The company cut back full-year growth from 15-25% to 4-12%, as the value of customer orders fell year-on-year.
Total transactions for the first half of 2022 hit £3.56 billion, up 7% on the previous year. Growth in the second quarter dropped to 2%, while international second-quarter growth was just 1%.
The company said the growth slowdown “reflects the impact of increased consumer headwinds,” adding spending per order was lower than the same period in 2021 during lockdowns.
Susannah Streeter, senior analyst at Hargreaves Lansdown, said: “With consumers in the UK showing signs of tightening the purse strings and being increasingly cost conscious, it’s little surprise that Deliveroo has dramatically cut its forecasts for gross transactional value this year.
“Expensive takeaways are likely to be among the first treats to fall by the wayside as households grapple with soaring bills especially as higher costs are feeding through to pricier menus.
“Tighter cost control is now set to be the focus for the company as it deals with the headwinds, with marketing budgets set to be reined in.”
It comes as consumers drop takeaway orders in favour of outdoor activities as brits embrace the summer heat.

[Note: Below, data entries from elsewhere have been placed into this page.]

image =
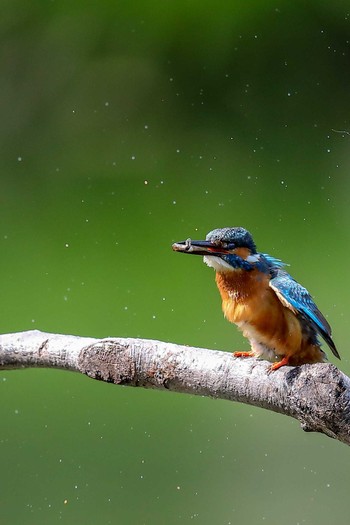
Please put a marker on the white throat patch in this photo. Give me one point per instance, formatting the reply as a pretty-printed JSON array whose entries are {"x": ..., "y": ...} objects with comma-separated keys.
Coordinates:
[{"x": 217, "y": 263}]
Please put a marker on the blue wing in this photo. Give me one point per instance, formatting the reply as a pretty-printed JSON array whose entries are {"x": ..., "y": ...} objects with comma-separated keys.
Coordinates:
[{"x": 297, "y": 298}]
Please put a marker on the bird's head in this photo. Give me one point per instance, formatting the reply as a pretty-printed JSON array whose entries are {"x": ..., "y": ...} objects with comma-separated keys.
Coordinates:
[{"x": 224, "y": 249}]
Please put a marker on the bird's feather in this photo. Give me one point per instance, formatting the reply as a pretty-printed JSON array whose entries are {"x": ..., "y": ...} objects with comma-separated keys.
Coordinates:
[{"x": 295, "y": 297}]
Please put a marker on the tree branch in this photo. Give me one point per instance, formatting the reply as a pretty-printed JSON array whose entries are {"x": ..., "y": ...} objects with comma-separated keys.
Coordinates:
[{"x": 317, "y": 395}]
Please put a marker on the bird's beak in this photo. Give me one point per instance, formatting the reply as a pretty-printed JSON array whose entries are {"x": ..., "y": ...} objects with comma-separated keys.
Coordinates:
[{"x": 197, "y": 248}]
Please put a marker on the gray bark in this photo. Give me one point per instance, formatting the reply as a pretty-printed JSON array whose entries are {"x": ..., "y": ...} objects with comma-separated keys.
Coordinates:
[{"x": 317, "y": 395}]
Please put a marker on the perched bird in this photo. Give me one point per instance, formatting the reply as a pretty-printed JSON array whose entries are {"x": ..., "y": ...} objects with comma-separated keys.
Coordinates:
[{"x": 274, "y": 312}]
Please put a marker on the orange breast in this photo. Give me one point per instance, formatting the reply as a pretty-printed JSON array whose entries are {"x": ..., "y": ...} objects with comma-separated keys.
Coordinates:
[{"x": 249, "y": 302}]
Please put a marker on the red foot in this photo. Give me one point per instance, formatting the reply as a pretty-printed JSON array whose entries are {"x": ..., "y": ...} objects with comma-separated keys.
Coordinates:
[
  {"x": 276, "y": 366},
  {"x": 243, "y": 354}
]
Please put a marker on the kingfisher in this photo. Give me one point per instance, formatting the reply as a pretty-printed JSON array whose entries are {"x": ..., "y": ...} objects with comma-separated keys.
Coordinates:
[{"x": 275, "y": 313}]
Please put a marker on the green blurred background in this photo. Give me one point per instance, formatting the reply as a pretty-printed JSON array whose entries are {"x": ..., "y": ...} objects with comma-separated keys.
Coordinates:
[{"x": 126, "y": 127}]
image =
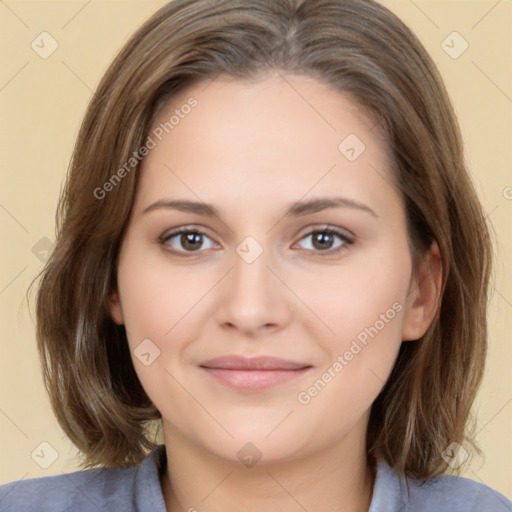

Consumer trends data from London-based fintech firm Revolut shows spending on meal deliveries fell 7% last week compared to the same period in June, while spending on amusement parks is up 39% and spending on sports clubs is up 52%.
Last week, Tesco predicted sales of ice creams and lollies would reach a record high, while sales of packs of BBQ meat were set to hit 900,000.
Deliveroo shares fell 2.6% in early trading to 85p. The stock is down almost 60% since the start of the year.